The dirt is flying around what will become the new Kohl’s.  Ground will be broken shortly on the new Menard’s.  Whirlpool is adding 550 new jobs.  Marion’s new intermodal rail/truck service is growing daily at the Marion Industrial Center.  New condos and apartments are popping up all over town.  All rosy signs for our community.

 

And yet…slowly, quietly, they’re gone.  My favorite pooch (next to my own) no longer walks down my street.  Her owner has moved 30 miles south.  The exuberant jumps and barks happen in another neighborhood now.  The chats I had with her owner have ended. 

 

Two other friends will be leaving soon.  They haven’t broadcast the news.  But their houses will soon be on the market and they’ll move by fall.  Their tenures on civic boards and committees will cease.  Their church contributions will go into another plate in another town—one with schools that aren’t on the financial brink.

 

Also gone now is instrumental music in Marion elementary schools.  That means kids arriving at middle school will start from scratch with less time to develop musical skills before entering high school.  What will it mean for what has been an outstanding music program in Marion City Schools? 

 

I recently attended yet another community meeting on the financial situation at the Marion City Schools.  Three new board members were there.  But the story was the same.  Marion City Schools are on fiscal watch, soon headed for fiscal emergency without additional local support.  It not only threatens the quality of education here, but this crisis threatens the community itself.  In fact, as my departing friends illustrate, the threat is now becoming a reality. 

 

Communities (unless they’re Pompeii, Italy) don’t die cataclysmically.  They fray.  Like old rugs or sweaters, they disintegrate slowly until, one day, they’re simply not fit for their intended purpose any longer.  Conversely, communities grow in the same way, piece by piece.  A new road here, a new house there, a new employer comes to town, Panera Bread says they’re building a new store--and, bang, the realization hits that, yes, we’re growing.

 

Marion, I think, is in that precarious position, balanced between decline and growth.  We could go either way.  We’re seeing new and different employment opportunities, new retail, new housing.  And yet, those trends could halt if a school crisis moves people, their talents and their money out of the community.

 

Some facts:  Local support of Marion City Schools is at one fourth or less of the schools’ total budget.  In other districts in the county, it ranges between thirty-five and fifty percent.  Among peer districts around the state, local support averages 45.5 percent.  Had Marion’s local support been 30 percent or higher, instead of 25 percent, the schools would be above water at least through 2010.  It’s not that cuts haven’t been made.  Over 140 staff positions have been cut in the last four years.  A third of administrators are gone.  Marion spends $1,120 less per student than the state average.
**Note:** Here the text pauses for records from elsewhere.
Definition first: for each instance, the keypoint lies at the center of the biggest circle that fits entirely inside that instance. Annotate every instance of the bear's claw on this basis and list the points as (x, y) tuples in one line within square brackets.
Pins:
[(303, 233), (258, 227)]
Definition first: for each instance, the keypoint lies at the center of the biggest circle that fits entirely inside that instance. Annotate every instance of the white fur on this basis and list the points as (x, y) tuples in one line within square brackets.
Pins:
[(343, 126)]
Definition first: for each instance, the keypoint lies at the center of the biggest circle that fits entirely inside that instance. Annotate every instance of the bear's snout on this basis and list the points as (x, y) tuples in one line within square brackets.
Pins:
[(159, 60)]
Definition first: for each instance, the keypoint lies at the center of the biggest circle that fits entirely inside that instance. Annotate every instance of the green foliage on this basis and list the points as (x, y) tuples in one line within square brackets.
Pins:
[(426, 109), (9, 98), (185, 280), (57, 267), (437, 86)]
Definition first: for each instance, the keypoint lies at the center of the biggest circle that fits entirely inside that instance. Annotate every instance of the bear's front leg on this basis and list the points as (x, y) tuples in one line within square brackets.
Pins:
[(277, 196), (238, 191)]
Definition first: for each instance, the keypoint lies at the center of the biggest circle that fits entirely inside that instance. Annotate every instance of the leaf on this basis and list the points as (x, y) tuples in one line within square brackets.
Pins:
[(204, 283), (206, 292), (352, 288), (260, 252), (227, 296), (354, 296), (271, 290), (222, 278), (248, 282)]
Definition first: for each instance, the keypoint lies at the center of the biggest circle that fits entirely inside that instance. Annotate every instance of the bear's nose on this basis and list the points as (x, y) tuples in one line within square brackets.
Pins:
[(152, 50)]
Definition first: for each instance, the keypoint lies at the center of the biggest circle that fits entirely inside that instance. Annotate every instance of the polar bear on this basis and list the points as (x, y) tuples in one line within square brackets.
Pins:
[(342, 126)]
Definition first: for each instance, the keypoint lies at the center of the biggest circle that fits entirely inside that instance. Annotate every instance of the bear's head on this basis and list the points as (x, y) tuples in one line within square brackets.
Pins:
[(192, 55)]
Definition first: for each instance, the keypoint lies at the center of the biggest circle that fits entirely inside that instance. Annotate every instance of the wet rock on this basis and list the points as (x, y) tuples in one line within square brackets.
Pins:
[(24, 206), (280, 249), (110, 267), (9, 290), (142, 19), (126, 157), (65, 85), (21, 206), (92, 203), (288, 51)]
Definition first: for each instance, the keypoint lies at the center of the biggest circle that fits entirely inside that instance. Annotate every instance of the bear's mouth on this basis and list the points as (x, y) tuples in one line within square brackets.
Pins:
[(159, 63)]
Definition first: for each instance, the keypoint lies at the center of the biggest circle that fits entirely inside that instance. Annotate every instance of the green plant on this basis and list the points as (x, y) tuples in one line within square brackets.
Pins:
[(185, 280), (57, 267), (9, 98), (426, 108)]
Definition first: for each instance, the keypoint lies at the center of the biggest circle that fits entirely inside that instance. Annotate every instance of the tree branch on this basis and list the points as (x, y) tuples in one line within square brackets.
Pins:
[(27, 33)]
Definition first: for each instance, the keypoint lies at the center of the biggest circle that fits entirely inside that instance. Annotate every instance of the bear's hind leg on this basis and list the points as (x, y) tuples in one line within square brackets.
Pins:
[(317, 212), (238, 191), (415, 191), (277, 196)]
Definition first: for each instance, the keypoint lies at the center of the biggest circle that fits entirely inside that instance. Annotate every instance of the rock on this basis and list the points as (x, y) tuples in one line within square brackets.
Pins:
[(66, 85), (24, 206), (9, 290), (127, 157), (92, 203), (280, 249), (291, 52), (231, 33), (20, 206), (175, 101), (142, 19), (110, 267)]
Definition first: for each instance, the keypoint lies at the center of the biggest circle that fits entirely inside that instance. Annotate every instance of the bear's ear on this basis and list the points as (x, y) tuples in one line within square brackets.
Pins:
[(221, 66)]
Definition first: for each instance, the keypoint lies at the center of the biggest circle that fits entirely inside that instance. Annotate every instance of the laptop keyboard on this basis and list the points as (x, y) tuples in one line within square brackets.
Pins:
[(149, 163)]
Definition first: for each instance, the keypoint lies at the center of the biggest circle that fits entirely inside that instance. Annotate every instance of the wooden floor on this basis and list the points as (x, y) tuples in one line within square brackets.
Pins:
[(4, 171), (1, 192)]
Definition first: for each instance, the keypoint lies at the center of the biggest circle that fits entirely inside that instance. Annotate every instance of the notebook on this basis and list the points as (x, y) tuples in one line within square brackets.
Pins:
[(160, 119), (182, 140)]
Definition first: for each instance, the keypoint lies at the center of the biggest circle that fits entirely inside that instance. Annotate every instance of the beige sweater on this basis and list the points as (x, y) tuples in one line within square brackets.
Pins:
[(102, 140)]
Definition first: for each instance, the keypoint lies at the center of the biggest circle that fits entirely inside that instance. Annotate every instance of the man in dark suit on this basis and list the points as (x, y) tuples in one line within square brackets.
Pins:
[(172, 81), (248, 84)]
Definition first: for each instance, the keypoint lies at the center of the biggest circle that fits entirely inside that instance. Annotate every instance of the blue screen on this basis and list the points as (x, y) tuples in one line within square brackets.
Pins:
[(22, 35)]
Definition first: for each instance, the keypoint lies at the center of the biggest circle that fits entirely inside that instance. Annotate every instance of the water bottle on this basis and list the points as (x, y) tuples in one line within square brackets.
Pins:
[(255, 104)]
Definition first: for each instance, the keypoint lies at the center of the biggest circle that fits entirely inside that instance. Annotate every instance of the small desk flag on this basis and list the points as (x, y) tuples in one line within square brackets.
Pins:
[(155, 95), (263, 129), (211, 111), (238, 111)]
Teacher salaries are 4.6 percent below the state average.  The cost of administration is 25 percent below the state average.  We have fewer employees in most every category than similar districts.  Over $19 million in cuts have been made in the last four years.  To say there haven’t been substantial reductions is to ignore the facts.

 

So why not let the state take over and bail us out?  Because there is no pot of gold at the end of that rainbow.  If the City Schools fall into fiscal emergency, Phil Binkley, a consultant for the Ohio Department of Education could very well chair the commission mandated to oversee board decisions.  He’s done it in six other districts.  He told the crowd at the latest information meeting that if the state advances the schools some money, it will simply be deducted from the next year’s state support.  No free ride.  No magic bailout.  “Communities are the ones who determine what their district looks like,” he said unequivocally.  “The way you do that is at the ballot box.  If sports are not important, if class size is not important, if bussing, or advanced courses, or extra curriculars are not important, that’s your prerogative,” said Binkley.  “The ultimate decision rests with you.”